2017-12-14 03:27:07,119-0500 INFO  (jsonrpc/1) [jsonrpc.JsonRpcServer] RPC call VM.create succeeded in 0.02 seconds (__init__:573)

and so we expected that the VM has successfully been created and we start polling about its status.

But, on overloaded systems, the first request now fails with:

2017-12-14 03:27:07,135-0500 INFO  (jsonrpc/2) [api.virt] FINISH getStats return={'status': {'message': 'General Exception: ("VM \'9feb6e29-2785-43ca-91db-0abc96217847\' was not defined yet or was undefined",)', 'code': 100}} from=::1,44714 (api:52)
2017-12-14 03:27:07,135-0500 INFO  (jsonrpc/2) [jsonrpc.JsonRpcServer] RPC call VM.getStats failed (error 100) in 0.00 seconds (__init__:573)

But it was't undefined due to the sanlock issue as I though, but still not defined although VM.create was success.

So we start the cleanup procedure which calls stopMonitoringDomain and so the sanlock issue since the VM was instead still going to be started.
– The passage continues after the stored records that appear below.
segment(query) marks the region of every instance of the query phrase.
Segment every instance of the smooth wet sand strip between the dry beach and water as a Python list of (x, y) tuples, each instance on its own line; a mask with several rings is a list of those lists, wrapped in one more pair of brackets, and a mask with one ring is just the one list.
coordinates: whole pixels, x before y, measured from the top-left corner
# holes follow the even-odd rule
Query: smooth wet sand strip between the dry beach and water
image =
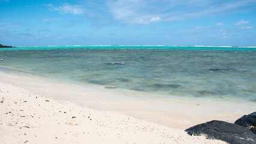
[(145, 98), (135, 91), (104, 89), (104, 86), (78, 85), (43, 77), (22, 76), (0, 71), (1, 82), (23, 87), (35, 94), (70, 101), (96, 110), (107, 110), (170, 128), (186, 129), (206, 121), (234, 123), (237, 118), (254, 111), (255, 103), (219, 98)]

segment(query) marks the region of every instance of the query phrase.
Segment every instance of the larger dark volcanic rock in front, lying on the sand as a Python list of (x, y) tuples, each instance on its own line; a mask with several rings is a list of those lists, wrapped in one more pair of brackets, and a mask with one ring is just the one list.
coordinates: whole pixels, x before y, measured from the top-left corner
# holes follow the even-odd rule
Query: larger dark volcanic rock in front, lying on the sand
[(224, 121), (209, 121), (185, 130), (187, 134), (206, 135), (207, 139), (218, 139), (234, 144), (254, 144), (256, 136), (248, 128)]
Comment 9 Nir Soffer 2017-12-18 23:55:14 UTC

(In reply to Simone Tiraboschi from comment #8)
> 2017-12-14 03:27:07,119-0500 INFO  (jsonrpc/1) [jsonrpc.JsonRpcServer] RPC
> call VM.create succeeded in 0.02 seconds (__init__:573)
> 
> and so we expected that the VM has successfully been created and we start
> polling about its status.
> But, on overloaded systems, the first request now fails with:
> 
> 2017-12-14 03:27:07,135-0500 INFO  (jsonrpc/2) [api.virt] FINISH getStats
> return={'status': {'message': 'General Exception: ("VM
> \'9feb6e29-2785-43ca-91db-0abc96217847\' was not defined yet or was
> undefined",)', 'code': 100}} from=::1,44714 (api:52)
> 2017-12-14 03:27:07,135-0500 INFO  (jsonrpc/2) [jsonrpc.JsonRpcServer] RPC
> call VM.getStats failed (error 100) in 0.00 seconds (__init__:573)
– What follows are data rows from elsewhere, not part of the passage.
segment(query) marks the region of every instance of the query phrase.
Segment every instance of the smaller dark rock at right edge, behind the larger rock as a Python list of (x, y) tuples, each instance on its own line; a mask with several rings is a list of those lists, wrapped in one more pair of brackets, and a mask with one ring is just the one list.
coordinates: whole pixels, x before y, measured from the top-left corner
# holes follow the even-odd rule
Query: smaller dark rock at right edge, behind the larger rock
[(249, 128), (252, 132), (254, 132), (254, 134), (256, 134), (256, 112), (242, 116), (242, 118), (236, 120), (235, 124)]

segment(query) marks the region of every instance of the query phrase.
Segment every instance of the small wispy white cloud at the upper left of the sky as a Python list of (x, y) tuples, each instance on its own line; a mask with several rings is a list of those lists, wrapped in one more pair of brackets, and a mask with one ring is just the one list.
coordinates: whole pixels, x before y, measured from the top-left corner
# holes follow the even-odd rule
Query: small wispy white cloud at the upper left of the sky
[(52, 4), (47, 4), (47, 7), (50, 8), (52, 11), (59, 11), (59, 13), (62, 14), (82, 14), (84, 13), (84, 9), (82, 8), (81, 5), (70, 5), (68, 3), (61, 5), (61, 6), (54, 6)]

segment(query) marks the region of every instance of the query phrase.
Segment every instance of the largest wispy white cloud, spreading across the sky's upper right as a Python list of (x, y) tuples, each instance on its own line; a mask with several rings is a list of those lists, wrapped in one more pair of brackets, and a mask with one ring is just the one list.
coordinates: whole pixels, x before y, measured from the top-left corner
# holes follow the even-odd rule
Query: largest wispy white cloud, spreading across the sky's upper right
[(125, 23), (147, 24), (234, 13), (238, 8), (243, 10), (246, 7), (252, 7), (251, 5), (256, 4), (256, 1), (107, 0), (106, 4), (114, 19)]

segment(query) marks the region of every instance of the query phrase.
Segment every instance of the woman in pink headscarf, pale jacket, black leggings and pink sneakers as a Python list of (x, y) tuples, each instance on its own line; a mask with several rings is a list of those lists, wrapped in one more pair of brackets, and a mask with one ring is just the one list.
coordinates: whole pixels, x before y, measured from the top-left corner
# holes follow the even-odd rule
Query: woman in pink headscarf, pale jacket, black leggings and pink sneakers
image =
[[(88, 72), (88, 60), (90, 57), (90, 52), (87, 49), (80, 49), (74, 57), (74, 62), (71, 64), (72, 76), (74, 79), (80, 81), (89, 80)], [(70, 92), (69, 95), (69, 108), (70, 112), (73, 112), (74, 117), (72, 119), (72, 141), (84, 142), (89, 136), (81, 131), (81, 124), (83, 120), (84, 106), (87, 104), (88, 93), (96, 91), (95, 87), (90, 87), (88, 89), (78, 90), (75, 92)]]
Milan, is this correct expectation? Did we change the behavior?

Comment 10 Milan Zamazal 2017-12-19 14:17:50 UTC

getStats fails when attempting to update disk mapping metadata. That's not intended, we work on fixes.

Comment 11 Nikolai Sednev 2018-01-11 16:56:12 UTC

Not reproduced on real HW, moving to verified as it worked fine for me.
Please reopen if still happens on real hardware environment.

Comment 12 Sandro Bonazzola 2018-02-12 11:57:23 UTC

This bugzilla is included in oVirt 4.2.1 release, published on Feb 12th 2018.

Since the problem described in this bug report should be
resolved in oVirt 4.2.1 release, it has been closed with a resolution of CURRENT RELEASE.

If the solution does not work for you, please open a new bug report.